If you didn’t know going in that It Ends with Us, the new Blake Lively-starring movie based on the popular novel by Colleen Hoover, is about domestic abuse, you might be immediately taken for a spin. In this day and age, a serious topic like that would seem like it deserves a serious movie, one that telegraphs the importance of its subject matter. 

This does not do that. The movie is as frothy as it is melodramatic; as much concerned with romance as it is with trauma. Throughout its over-two-hour run time, It Ends With Us stays incredibly loyal to its beach-read, airport-paperback origins. The result is a mix of tones that doesn’t always work, but often feels like a throwback to a different era of movie-making, one where the mid-budget movie willing to delve into issues was a viable business model. (Think: White Oleander, Where the Heart Is.) In that way, it’s a successful endeavor, even if it at times may have some schmaltz-allergic audience members rolling their eyes at the emotional roller coaster of the plot.  


Lively plays the heroine, whose name is — wait for it — Lily Blossom Bloom, who we meet as she returns home to Maine for the funeral of her father. Asked to speak about him at the service, she can’t bring herself to say anything, less a result of grief than a clear sign he was not a good man. When she returns home to Boston, Lily has a meet-cute on a rooftop with Ryle Kincaid (Justin Baldoni, also the film’s director), a ridiculously handsome neurosurgeon. (At least the absurdity of the names is acknowledged in the screenplay by Christy Hall.) Their flirtation is abruptly cut short when he’s called to work, but soon enough he’s walking into her newly opened flower shop since he just happens to be the brother of her employee-slash-best friend Allysa (Jenny Slate). 

Yes, lest you were thinking that It Ends with Us is subtle, Lily Blossom Bloom loves flowers, creating elaborate arrangements that have a sort of artisanal chic vibe. Think: Less bouquet of fresh cut roses and more like your friend’s hipster barn wedding from 2012. 
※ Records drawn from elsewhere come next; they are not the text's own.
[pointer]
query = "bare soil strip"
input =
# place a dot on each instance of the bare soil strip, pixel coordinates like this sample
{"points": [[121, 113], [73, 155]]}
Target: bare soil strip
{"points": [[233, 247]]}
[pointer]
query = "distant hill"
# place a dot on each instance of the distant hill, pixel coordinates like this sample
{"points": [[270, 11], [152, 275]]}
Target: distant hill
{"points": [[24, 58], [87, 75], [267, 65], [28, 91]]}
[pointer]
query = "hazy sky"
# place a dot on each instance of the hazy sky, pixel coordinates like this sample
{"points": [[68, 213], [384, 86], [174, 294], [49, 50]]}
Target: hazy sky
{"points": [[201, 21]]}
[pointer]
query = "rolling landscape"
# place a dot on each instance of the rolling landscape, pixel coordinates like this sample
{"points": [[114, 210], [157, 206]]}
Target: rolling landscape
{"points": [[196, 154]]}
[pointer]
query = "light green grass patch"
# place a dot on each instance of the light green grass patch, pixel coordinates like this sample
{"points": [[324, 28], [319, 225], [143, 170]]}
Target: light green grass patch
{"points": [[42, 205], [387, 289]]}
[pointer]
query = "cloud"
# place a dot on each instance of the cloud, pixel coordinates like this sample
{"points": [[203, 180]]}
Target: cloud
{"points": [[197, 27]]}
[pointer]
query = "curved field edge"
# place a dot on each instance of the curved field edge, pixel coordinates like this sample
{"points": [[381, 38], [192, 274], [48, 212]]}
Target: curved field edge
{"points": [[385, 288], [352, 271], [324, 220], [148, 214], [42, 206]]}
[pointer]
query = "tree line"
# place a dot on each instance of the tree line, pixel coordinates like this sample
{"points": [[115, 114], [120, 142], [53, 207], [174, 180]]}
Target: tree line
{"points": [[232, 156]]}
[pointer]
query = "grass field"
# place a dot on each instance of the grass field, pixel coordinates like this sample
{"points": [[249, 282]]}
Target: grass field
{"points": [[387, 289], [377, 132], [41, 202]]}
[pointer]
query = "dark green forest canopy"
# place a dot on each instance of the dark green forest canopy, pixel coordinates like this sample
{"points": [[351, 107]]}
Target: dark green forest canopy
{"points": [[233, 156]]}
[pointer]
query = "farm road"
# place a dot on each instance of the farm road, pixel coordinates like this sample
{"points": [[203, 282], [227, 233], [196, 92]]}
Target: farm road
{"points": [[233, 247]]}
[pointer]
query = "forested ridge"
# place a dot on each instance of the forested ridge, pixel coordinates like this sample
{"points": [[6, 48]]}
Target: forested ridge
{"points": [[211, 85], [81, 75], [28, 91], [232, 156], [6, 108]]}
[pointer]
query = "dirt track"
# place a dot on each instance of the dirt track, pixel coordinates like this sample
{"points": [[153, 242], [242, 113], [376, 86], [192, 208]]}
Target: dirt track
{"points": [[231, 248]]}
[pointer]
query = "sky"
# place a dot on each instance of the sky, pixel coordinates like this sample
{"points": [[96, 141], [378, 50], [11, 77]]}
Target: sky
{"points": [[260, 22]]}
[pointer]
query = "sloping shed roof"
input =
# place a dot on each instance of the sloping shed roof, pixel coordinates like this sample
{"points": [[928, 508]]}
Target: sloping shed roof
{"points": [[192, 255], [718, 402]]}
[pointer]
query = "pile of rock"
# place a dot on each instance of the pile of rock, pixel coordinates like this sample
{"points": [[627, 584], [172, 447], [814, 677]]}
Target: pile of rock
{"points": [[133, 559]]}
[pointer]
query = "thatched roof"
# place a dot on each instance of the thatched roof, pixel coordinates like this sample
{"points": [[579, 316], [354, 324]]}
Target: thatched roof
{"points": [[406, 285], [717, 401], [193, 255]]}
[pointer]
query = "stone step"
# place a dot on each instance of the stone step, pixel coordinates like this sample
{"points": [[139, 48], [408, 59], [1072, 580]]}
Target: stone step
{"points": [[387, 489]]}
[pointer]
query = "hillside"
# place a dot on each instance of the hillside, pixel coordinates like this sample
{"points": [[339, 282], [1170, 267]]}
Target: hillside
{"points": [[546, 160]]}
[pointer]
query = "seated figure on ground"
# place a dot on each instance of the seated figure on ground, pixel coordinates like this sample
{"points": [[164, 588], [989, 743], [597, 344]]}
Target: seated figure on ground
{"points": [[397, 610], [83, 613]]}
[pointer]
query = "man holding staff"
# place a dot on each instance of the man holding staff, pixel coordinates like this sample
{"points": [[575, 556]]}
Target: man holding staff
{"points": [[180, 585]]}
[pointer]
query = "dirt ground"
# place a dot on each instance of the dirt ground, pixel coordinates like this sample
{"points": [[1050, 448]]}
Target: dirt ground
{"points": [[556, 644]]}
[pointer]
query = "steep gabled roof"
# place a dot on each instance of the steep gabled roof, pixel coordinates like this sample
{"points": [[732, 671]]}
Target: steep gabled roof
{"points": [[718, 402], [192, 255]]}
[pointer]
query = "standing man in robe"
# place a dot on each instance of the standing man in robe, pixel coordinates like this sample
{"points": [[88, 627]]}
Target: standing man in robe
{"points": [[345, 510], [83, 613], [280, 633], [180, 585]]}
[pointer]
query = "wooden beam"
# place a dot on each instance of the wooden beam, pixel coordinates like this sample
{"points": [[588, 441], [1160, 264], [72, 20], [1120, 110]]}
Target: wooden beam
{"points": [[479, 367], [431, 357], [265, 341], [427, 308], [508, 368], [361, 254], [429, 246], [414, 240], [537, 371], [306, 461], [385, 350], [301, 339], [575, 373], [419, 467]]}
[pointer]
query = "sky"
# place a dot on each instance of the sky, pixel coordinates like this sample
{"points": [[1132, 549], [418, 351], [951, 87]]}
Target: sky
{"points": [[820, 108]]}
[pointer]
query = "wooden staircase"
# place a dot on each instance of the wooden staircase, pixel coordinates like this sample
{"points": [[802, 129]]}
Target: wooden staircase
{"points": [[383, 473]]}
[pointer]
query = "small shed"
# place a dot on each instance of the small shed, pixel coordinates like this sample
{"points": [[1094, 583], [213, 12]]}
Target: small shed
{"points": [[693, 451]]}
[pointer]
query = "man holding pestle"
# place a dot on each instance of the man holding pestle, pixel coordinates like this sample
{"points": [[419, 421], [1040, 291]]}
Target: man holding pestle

As the budding romance between Lily and Ryle plays out, we’re simultaneously treated to flashbacks that build on a pivotal relationship in Lily’s teenage years. In Lily’s youth — where she’s played by Isabela Ferrer, made to look eerily like Lively with a voice to match — she develops a friendship with Atlas Corrigan (Alex Neustaedter). He’s a boy from a broken home who she finds squatting after his mother has kicked him out. Lily offers Atlas food and clean clothes. They take solace in one another that eventually leads to sex — her first time. Soon the adult version of Atlas (Brandon Sklenar) reappears in her life, igniting a jealousy in her now-boyfriend Ryle. Who, by the way, subsequently turns out to have a violent streak not unlike Lily’s own father, who she witnessed attacking her mother (Amy Morton). 

Lily is subsequently presented with a choice: Stay with Ryle and continue the pattern of harm that she witnessed in her childhood or break free, ending the cycle. The choice is clear, but Baldoni’s direction and Hall’s script find cinematic tricks to help document the ways in which Lily tries to convince herself of Ryle’s innocence.  

Blake Lively and Brandon Sklenar in ‘It Ends With Us.’

Arguably the biggest flaw in It Ends with Us, given where it ultimately goes, is that it is at its best when it’s playing with tropes that feel more at home in a romantic comedy. As a director, Baldoni takes his time with the meeting between Lily and Ryle, letting the viewer relax into their flirtation with long takes held on his and Lively’s faces. Baldoni and Lively are both practiced at the task of making moon eyes on screen given their work in television him on Jane the Virgin and her on Gossip Girl and they do it at each other very well. The butterflies are palpable.

Lively, whether with a lip bite or a hair toss, has an ability to create effortless chemistry with whoever she’s opposite on screen, whether that be Baldoni or Slate, the latter of whom is in perfect form as Movie BFF, mugging for the camera and adding in humor wherever possible. Slate and Hasan Minhaj, who plays her husband, occasionally feel like they are in a different movie, one that’s far lighter, as they portray the goofy, exorbitantly rich pair, who initially push Lily and Ryle together. 

Baldoni has given himself the juicier role between the two men in Lily’s life, but he has a much better handle on it when he’s playing the love interest rather than the abuser. The film is somehow simultaneously too sympathetic to Ryle — he has a traumatic backstory of his own revealed late in the film — and turns him too quickly into a sneering villain. Meanwhile, Sklenar renders Atlas as a sympathetic blank slate. He’s never charming enough to fully win you over, even though he’s very clearly supposed to be Lily’s safe haven. Thus, the film relies on Lively’s take on Lily as its anchor, and she brings an open-hearted warmth to the role that draws you into the character’s joy as well as her suffering. 

It Ends with Us very well may be the first in a long line of Hoover adaptations to come. The author has become a genuine phenomenon in the publishing world, and the film acts as a proof-of-concept for Hollywood. It’s slick and eager to elide the moral messiness of the material with its lightly empowering messaging, but also competently executed with a starry performance at its center. That recipe almost makes you nostalgic for what it’s selling: The old-school, middle-of-the-road tearjerker, the Starbucks latte of movies. It’s not going to blow your mind, it might taste a little burnt at times, but occasionally it does the trick.